Each meta-learner was allowed to run until diagnostic output suggested that the worst-case performance of the estimator had stabilized or until our computational budget necessitated that we discontinue the run. The number of iterations increased with the complexity of the setting: approximately 2 × 10⁴ in settings x, xi, and xii; approximately 4 × 10⁴ in settings i, iv, v, and vi; and approximately 7.5 × 10⁴ in settings ii and iii.

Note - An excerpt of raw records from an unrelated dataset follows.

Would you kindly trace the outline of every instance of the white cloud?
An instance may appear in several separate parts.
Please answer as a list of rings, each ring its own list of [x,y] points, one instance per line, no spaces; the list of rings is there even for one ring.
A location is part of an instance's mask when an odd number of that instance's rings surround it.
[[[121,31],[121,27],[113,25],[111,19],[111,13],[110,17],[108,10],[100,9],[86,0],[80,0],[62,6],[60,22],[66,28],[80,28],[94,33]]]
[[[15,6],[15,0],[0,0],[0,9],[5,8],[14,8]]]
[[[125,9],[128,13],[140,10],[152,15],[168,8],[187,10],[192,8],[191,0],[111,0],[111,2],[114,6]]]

For settings ii and iii, we also tried learning aware procedures that were identical to those described earlier in this section, except that, at each time i of the LSTM, the LSTM was provided both with the data point X_{(i mod n)} and the vector of coefficients from an OLS regression of the outcome regressed against an intercept, linear and quadratic main terms, and a linear interaction. These coefficients take the form (Z^⊤Z)⁻¹Z^⊤Y for a design matrix Z. The population-level value of the matrix (Z^⊤Z)⁻¹ is known in the statistical model used in this example, namely, the model where the marginal distribution of the predictor vector is known. Hence, to speed computation, we used this known population-level quantity when computing the coefficients. The rationale behind using the OLS coefficients rather than the coefficients from a logistic regression was that the OLS estimates can be computed more quickly, thereby allowing us to make more updates to our procedure. Because evaluating the performance of these procedures was a secondary objective, we ran these meta-learners for fewer iterations than the procedures that do not receive OLS coefficients as input. In particular, the learners were updated over 3 × 10⁴ iterations.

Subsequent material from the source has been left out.